The mayor’s decision to freeze teacher, principal and administrators’ wages for two years is final — but maybe not really final.

Speaking to reporters yesterday, Chancellor Joel Klein offered two possible ways to bring back planned raises. Albany could come through with a less austere final budget than the one the governor has proposed. Also, Klein said, he still hopes that Congress will pass a $23 billion teacher jobs bill that has been staggering its way through the legislative process.

After being dropped in the Senate, the bill stalled in the House last week, mired in the politics of deficit spending. But lobbyists and officials from the U.S. Department of Education and national teachers unions, including American Federation of Teachers president Randi Weingarten, told Politics K-12’s Michele McNeil that they are still confident that lawmakers will revive the measure.

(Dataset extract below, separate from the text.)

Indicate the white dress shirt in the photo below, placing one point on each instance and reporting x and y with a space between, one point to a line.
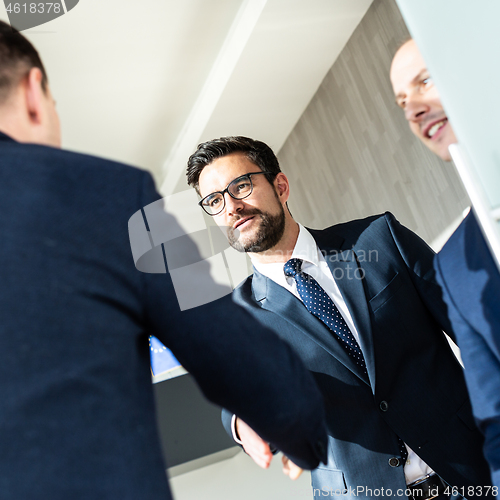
316 266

If passed, the White House projects that the bill would fund 16,000 New York State teacher jobs and Klein has said it would bring the city $400 million — the same amount that the city had budgeted for 2 percent teacher raises and now plans to use to fill its budget hole and avoid layoffs.

One problem is that without a final bill, it’s not clear how exactly the funds would be used. Yesterday, Klein said the city would be eligible for the funds even if layoffs don’t happen. And in response to a question about whether the funds might be used to restore raises, city spokeswoman Ann Forte said today that the city would be open to discussions.